Quelle: www.enisa.europa.eu

Die European Union Agency for Network and Information Security (ENISA) gibt einen jährlichen Bericht zu den IT-Vorfällen im Telekommunikationssektor heraus, die gem. Article 13a durch die Mitgliedstaaten an die ENISA zu melden sind. Der aktuelle Bericht zeigt einmal mehr auf, dass die Hauptursache von Systemausfällen nicht auf Cyber-Angriffe oder Schadsoftware zurückzuführen ist. Siehe etwas dazu auch den Bericht Power Supply Dependencies in the Electronic Communications Sector (2013).

Annual Incident Reports 2015
Analysis of Article 13a annual incident reports in the telecom sector

Executive Summary

For the fifth year, ENISA publishes the annual report about significant outage incidents in the European electronic communications sector, which are reported to ENISA and the European Commission (EC) under Article 13a of the Framework Directive (2009/140/EC), by the National Regulatory Authorities (NRAs) of the different EU Member States.

This report covers the incidents that occurred in 2015 and it gives an aggregated analysis of the incident reports about severe outages across the EU. This report does not include details about individual countries or providers. The aim of the incident reporting scheme is to provide transparency to society and to learn from past incidents in the electronic communications sector in order to systematically improve the security in the networks and services.

This report provides an overview on an aggregated level of what services and network assets are impacted and the root causes of the incidents. Conclusions on the main patterns of incidents are drawn, contributing to discussions at policy level on strategic measures to improve the security in the electronic communications sector.

The main conclusions from this year’s incident reporting are the following:

  • 138 major incidents reported: This year 21 countries including two EFTA countries reported 138 significant incidents that occurred in 2015 while 9 countries reported they had no significant incidents.
  • Mobile internet most affected service: In 2015 most incidents affected mobile internet (44% of all reported incidents). Mobile internet and mobile telephony were the predominant affected services in the previous years also, except for 2014 where fixed telephony was the most affected.
  • Impact on emergency calls: In 15 % of the incidents there were problems in reaching the 112 emergency services, a small decrease since the previous year.
  • System failures are the dominant root cause of incidents: Most incidents were caused by system failures  or technical failures (70 % of the incidents) as a root cause. This has been the dominant root cause for all  the reporting years so far. In the system failures category, software bugs and hardware failures were the  most common causes affecting switches and routers, and mobile base stations.
  • Human errors affected on average more user connections per incident: In 2015 human errors was the  root cause category involving most users affected, around 2.6 million user connections on average per  incident. The second place was taken by system failures with 2.4 million user connections on average per  incident.
  • Malicious actions are not focused on causing disruptions: the total number of incidents caused by malicious  actions dropped to 2.5% from higher previous values (9.6% in 2014). This may indicate that the malicious  actions are not necessarily aiming at causing unavailability of services, but might have other objectives.
  • Malicious actions started causing long lasting incidents: Incidents caused by malicious actions (e.g. DDoS),  although the volume was not high, had most impact in terms of duration, on average almost two days per  incident.
  • New services affected: TV broadcasting / Cable TV Networks (14%) and SMS/MMS (13%), public email (5%), IPTV (4,4%), VOIP services (3,7%) were the most affected services among the new ones that started being collected from this year.

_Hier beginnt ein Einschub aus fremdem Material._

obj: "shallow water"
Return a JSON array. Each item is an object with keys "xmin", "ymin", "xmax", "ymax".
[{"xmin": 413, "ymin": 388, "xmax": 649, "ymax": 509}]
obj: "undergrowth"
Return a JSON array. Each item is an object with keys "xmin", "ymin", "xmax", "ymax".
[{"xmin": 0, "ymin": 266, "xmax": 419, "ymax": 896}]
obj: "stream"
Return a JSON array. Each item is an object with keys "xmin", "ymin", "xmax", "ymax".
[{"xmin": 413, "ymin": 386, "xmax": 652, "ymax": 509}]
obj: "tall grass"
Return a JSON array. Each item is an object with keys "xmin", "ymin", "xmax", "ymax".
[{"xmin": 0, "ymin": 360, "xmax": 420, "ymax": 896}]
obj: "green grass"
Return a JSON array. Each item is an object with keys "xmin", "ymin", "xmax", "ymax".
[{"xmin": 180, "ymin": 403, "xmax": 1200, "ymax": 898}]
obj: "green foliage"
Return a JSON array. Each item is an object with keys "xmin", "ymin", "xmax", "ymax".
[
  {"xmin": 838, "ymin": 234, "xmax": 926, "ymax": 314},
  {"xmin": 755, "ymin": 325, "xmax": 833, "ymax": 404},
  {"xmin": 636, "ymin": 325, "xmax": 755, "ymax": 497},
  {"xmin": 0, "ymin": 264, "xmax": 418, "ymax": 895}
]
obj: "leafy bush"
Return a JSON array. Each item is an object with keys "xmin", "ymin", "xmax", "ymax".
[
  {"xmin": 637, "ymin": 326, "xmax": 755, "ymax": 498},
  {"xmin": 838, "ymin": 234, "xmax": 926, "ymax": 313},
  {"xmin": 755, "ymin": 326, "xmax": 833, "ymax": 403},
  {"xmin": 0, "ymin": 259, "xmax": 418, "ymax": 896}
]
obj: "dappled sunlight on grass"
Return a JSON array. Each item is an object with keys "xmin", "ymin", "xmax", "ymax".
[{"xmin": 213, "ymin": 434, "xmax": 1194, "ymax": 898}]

These patterns need particular attention when carrying out risk and vulnerability assessments in the electronic communications sector.




Bereits im Bericht 2012 bzw. im Sonderbericht Power Supply Dependencies in the Electronic Communications Sector standen Stromausfälle an dritter Stelle als Ursache für Systemausfälle. Hier ist anscheinend in den letzten Jahren keine wesentliche Verbesserung eingetreten.


Auch wenn dieser Bericht klar aufzeigt, dass die Hauptursache für Systemausfälle im Telekommunikationssektor Systemfehler und menschliches Versagen sind, sollten die aktuellen Eskalationen nicht unterschätzt werden. Denn während die Folgen der hier aufgezeigten Ausfälle eher begrenzt bleiben, können durch schwere Cyber-Angriffe/-vorfälle Kettenreaktionen mit nicht absehbaren Folgen ausgelöst werden. Wie immer gilt auch hier ein sowohl-als-auch-Denken, bzw. die Ambivalenz, die zu beachten ist.